Grandmas can be a terrific source for stories, wisdom and of course, great food.
A new web series, created by Astoria resident Caroline Shin, aims to weave good food and good stories together by focusing on the women who make it all possible: grannies.
“‘Cooking with Granny’ is a web series featuring awesome grandmas cooking dishes from their culture,” Shin said. “While they’re doing so, they share their personal stories about moving to the United States.”
Shin’s inspiration for the show came from interactions with her own granny, Sanok Kim of Corona.
“I started it in 2012 and that was with my own grandma because she has always been my inspiration,” she said. “She’s just such a go-getter. She came here from Korea in the ’60s and adjusted to life here. Me and my sister used to sit with her and make dumplings together and just talk.
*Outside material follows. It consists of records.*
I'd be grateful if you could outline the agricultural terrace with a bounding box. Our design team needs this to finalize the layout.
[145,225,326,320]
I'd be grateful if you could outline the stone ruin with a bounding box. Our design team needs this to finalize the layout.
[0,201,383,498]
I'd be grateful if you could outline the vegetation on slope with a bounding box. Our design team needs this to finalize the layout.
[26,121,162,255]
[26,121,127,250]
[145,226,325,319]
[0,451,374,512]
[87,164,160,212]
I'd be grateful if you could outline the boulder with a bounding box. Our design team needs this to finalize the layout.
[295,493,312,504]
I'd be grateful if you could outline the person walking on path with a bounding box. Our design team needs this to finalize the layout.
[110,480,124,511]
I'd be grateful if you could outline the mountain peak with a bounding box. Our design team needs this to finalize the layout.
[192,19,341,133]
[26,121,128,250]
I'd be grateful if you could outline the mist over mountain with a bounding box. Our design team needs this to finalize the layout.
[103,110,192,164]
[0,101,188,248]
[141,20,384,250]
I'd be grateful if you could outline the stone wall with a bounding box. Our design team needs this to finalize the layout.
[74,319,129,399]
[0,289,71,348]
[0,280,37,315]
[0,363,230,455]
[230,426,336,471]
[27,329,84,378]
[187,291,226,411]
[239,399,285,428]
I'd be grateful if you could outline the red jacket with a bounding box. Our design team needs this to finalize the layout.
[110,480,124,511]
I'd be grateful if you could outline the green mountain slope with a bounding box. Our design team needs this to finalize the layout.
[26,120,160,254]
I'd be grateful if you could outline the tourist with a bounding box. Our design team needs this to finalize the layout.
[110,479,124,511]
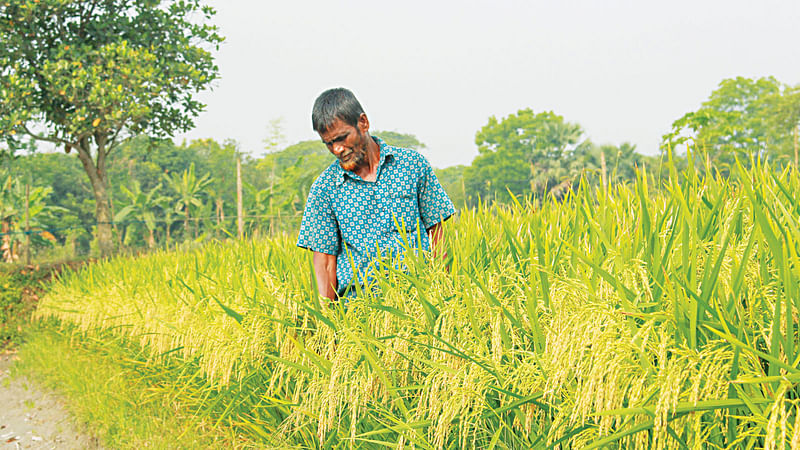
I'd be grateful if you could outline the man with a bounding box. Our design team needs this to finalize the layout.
[297,88,455,301]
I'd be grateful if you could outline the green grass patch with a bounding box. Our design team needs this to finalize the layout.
[13,322,261,449]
It became a really endearing dish that caters to my heart.”
While Shin acknowledges all grandmothers have stories and good food to share, “Cooking with Granny” focuses solely on those who immigrated to this country.
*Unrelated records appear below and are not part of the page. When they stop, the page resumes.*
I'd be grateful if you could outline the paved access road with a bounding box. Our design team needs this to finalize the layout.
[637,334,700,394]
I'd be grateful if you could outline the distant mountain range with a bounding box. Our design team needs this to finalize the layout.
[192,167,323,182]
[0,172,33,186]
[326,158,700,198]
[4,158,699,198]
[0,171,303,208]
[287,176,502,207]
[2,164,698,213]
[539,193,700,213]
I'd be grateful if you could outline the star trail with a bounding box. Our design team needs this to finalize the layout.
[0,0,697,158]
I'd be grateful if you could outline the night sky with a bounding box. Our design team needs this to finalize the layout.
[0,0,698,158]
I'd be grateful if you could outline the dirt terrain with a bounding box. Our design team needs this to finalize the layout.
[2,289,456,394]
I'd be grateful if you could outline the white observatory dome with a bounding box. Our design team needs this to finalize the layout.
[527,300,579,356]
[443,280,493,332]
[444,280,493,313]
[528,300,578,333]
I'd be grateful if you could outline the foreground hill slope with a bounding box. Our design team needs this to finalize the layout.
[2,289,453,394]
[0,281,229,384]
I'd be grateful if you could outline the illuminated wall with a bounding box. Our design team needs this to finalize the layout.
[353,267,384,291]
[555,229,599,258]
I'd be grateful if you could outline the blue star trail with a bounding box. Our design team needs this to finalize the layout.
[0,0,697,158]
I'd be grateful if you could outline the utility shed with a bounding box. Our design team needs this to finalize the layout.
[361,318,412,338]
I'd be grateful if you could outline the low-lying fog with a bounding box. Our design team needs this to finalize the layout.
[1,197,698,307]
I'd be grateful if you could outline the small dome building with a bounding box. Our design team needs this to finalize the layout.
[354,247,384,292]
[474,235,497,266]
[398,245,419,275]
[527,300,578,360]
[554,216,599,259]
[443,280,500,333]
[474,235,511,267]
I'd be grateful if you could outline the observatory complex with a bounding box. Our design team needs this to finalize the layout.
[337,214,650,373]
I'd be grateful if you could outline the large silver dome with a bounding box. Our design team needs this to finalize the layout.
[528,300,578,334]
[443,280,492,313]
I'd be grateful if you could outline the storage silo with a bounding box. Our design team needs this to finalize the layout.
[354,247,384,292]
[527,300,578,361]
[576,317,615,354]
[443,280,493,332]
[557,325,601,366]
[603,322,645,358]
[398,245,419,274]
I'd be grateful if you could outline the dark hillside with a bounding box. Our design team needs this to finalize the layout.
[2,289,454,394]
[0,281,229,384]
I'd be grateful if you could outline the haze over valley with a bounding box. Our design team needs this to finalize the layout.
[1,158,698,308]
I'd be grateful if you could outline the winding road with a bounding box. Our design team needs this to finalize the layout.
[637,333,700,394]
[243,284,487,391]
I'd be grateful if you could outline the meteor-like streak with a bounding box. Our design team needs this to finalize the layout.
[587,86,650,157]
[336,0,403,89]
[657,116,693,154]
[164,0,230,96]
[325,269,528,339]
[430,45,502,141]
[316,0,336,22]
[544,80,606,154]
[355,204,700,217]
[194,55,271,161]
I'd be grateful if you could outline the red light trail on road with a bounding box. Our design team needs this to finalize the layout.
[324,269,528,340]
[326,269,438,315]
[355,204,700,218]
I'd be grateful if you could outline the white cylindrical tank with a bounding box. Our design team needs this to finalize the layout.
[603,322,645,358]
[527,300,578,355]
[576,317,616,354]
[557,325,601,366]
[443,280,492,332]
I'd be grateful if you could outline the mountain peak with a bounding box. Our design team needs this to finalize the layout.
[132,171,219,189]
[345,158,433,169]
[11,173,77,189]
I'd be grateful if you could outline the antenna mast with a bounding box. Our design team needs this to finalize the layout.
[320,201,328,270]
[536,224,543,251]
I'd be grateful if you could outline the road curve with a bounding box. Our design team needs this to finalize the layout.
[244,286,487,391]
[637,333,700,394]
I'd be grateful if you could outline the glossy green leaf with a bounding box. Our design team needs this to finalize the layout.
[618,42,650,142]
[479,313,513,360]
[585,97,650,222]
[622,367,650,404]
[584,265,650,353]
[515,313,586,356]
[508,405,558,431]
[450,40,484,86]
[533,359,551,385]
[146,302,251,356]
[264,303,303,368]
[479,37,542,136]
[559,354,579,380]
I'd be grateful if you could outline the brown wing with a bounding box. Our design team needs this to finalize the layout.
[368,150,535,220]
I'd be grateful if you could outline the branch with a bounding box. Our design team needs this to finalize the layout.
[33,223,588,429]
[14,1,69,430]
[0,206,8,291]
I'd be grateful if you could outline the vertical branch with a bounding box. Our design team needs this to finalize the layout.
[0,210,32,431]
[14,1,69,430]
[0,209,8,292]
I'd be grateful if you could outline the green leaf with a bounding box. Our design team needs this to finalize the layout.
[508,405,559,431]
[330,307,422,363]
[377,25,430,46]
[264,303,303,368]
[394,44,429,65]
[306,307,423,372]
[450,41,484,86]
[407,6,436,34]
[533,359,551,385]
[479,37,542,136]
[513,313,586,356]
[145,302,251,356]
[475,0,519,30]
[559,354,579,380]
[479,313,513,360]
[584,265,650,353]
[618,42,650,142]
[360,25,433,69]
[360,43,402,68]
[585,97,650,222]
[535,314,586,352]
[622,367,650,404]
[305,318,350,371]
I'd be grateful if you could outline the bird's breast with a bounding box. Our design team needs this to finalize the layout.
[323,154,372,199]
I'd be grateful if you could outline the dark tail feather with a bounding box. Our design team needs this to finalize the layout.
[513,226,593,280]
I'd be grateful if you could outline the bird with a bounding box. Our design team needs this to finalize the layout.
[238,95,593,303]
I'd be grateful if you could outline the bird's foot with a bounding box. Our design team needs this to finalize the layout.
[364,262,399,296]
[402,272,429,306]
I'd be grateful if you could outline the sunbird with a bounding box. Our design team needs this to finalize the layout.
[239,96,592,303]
“When you go to another country, it becomes a different chapter in your life, you’re in a completely different environment,” Shin said. “My grandma doesn’t know English and she told me that it was extremely difficult when she first moved here because when you’re an immigrant, you have to discover your cultural niche.”
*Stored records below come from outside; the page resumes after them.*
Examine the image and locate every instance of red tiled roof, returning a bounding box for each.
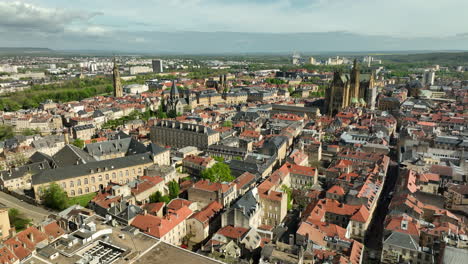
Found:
[327,185,345,196]
[143,202,165,215]
[216,226,249,240]
[192,180,231,193]
[131,206,193,238]
[350,240,364,264]
[297,220,349,247]
[190,201,223,226]
[43,221,65,239]
[350,206,370,223]
[0,246,18,264]
[140,176,164,186]
[167,199,192,211]
[385,214,420,236]
[131,180,156,196]
[183,155,214,167]
[234,172,256,191]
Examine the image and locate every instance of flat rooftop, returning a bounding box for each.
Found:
[134,242,222,264]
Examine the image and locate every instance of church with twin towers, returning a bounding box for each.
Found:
[325,59,377,116]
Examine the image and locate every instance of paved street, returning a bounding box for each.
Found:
[363,162,400,263]
[0,191,51,224]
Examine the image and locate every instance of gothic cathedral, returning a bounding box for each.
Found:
[325,59,376,116]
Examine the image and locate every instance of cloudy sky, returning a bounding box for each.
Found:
[1,0,467,53]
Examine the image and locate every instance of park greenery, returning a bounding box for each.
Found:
[0,76,113,111]
[201,162,234,183]
[8,208,32,231]
[41,183,96,210]
[102,109,158,130]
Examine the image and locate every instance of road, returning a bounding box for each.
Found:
[0,191,51,224]
[363,162,400,263]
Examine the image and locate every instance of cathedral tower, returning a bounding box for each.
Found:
[350,59,361,104]
[113,58,123,97]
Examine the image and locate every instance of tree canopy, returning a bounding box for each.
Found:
[0,125,14,141]
[8,208,32,232]
[42,183,69,210]
[72,138,85,149]
[201,162,234,183]
[168,180,180,200]
[149,191,170,204]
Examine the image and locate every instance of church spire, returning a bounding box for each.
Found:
[170,80,179,99]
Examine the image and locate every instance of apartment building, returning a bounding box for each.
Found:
[150,120,220,149]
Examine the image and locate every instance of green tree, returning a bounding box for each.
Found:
[281,185,293,210]
[213,156,225,162]
[8,208,32,231]
[0,125,14,141]
[222,120,232,127]
[168,180,180,199]
[149,191,171,204]
[72,138,85,148]
[42,183,69,210]
[21,128,41,136]
[201,162,234,183]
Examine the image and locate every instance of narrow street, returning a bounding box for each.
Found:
[0,191,51,224]
[363,162,400,263]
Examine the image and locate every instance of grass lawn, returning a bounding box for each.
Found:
[67,192,97,207]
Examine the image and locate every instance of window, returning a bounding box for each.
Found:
[85,187,89,193]
[70,181,74,187]
[78,188,82,195]
[105,174,109,180]
[138,168,142,174]
[98,175,103,181]
[92,186,96,192]
[84,178,88,184]
[126,170,129,176]
[91,177,95,183]
[112,172,116,179]
[77,179,81,186]
[61,182,66,189]
[71,190,75,196]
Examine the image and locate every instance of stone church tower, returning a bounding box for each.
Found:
[113,58,123,97]
[325,59,375,116]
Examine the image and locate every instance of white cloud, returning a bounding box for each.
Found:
[0,1,102,33]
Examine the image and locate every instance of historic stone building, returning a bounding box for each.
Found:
[150,120,220,149]
[325,60,376,115]
[32,153,155,200]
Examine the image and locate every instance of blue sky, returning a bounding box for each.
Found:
[0,0,467,52]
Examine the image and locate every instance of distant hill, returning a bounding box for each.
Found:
[0,47,54,55]
[380,52,468,65]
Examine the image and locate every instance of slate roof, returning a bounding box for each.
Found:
[32,153,153,185]
[232,188,260,217]
[383,231,419,251]
[0,160,51,181]
[52,144,96,167]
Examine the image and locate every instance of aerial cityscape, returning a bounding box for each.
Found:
[0,1,467,264]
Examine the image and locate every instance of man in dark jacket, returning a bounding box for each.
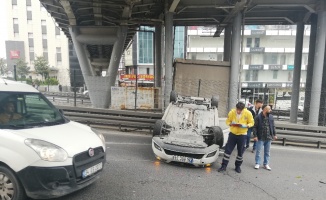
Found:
[253,105,277,170]
[246,99,263,152]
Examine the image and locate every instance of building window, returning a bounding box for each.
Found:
[174,26,185,59]
[55,27,60,36]
[56,47,61,53]
[146,68,150,75]
[264,53,278,64]
[12,0,17,5]
[273,70,278,79]
[41,20,46,26]
[254,38,260,47]
[245,54,251,65]
[245,70,259,81]
[27,11,32,20]
[137,27,154,64]
[43,47,48,52]
[280,54,286,65]
[29,47,34,52]
[246,38,252,48]
[28,32,33,38]
[26,0,32,6]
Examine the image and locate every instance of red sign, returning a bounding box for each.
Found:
[10,50,20,59]
[120,74,154,81]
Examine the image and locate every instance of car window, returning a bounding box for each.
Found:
[0,92,67,129]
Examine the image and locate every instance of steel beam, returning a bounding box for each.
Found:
[228,12,242,111]
[155,24,162,87]
[223,25,232,62]
[309,11,326,126]
[290,20,304,123]
[303,14,317,123]
[164,12,174,108]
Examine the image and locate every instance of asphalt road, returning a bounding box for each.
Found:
[39,129,326,200]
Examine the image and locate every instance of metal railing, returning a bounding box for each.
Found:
[57,106,326,148]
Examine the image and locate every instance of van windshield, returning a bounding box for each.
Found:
[0,92,68,129]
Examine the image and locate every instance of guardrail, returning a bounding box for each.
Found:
[56,105,163,131]
[57,106,325,149]
[274,122,326,149]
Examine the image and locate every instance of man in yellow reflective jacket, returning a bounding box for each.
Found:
[218,102,254,173]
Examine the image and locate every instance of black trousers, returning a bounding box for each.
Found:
[221,133,246,167]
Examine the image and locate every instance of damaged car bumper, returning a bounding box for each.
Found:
[152,137,219,167]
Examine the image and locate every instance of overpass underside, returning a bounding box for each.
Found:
[40,0,326,125]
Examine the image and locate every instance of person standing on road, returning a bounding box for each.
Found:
[253,105,277,171]
[246,99,263,152]
[218,102,254,173]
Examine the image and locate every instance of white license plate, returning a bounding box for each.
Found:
[172,155,194,164]
[82,162,103,178]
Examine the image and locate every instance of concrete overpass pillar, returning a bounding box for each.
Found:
[318,44,326,125]
[155,24,162,87]
[164,12,174,108]
[223,25,232,62]
[309,11,326,126]
[303,14,317,123]
[228,13,242,111]
[290,20,304,123]
[69,27,94,76]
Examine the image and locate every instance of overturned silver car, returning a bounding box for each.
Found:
[152,92,227,167]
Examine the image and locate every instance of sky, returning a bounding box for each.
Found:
[0,0,8,59]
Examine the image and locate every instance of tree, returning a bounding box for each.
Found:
[16,58,30,78]
[0,58,7,75]
[34,56,50,80]
[44,77,59,85]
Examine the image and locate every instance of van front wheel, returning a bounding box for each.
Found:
[0,166,26,200]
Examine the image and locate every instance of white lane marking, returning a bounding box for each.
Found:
[106,142,151,145]
[272,145,326,154]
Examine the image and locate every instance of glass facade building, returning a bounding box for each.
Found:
[137,27,154,65]
[174,26,185,59]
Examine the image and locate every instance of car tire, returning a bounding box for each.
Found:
[0,165,26,200]
[211,96,219,108]
[170,91,178,103]
[210,126,224,148]
[153,120,166,137]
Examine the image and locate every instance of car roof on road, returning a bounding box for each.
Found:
[0,78,39,93]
For members of the older generation who struggle with the language, even everyday tasks can be difficult, but Shin said her grandma doesn’t let it get to her.
“She thinks every hamburger, no matter the restaurant, is a Big Mac,” she said. “We would go to Wendy’s or Burger King and she’d ask for a Big Mac. That stuck with me and my siblings, it’s a testament to what an awesome lady she is.”
The videos will run from five to eight minutes each, though preparing the food can take much longer in actuality. Shin said she likes to keep the videos just long enough to hear the granny stories but short enough to maintain viewers’ attention.
While filming, Shin, who is a multimedia journalist, said she likes to bring out her warm personality, crack a few jokes and make sure the grandmas are comfortable.
“With my grandma, I kind of just joke around a lot,” she said. “I love corny jokes and I love clownish things, so I’ll do a stupid dance or mess around with my grandma to keep her comfortable.”
While “Cooking with Granny” is a light affair overall, Shin said she doesn’t want to sugarcoat the strife immigrants can go through.
“I’m looking for sad stories as well,” she said. “My grandma was in North Korea during the Korean War and she told me about how she took her family and migrated down to South Korea. It was a hard time for her. On the other hand, the icing on the cake is that they’re here right now so there was a light at the end of the tunnel after the hardships.”
With a handful of episodes featuring her grandmother under her belt, Shin is looking to expand the show and cook with grannies from different cultures.
“Food is culture and culture is food,” she said. “Food is a colorful, flavorful, manifestation of culture. Who doesn’t love food? I want to get as many different cultures in the remaining episodes as I can.”
To fuel her efforts, Shin launched a Kickstarter campaign on April 22 to raise funds for production. If she does not reach her $11,000 goal, she will not receive any funding, as part of Kickstarter’s all-or-nothing model.
Money raised will go toward transportation, crew and equipment, ingredients, fliers, editing and more.
“I really want the younger generation to appreciate their grandmothers,” she said. “I have seen pretechnology times and now I’m totally immersed in it but these grandmas appreciate the world without technology. They have these awesome stories to tell.”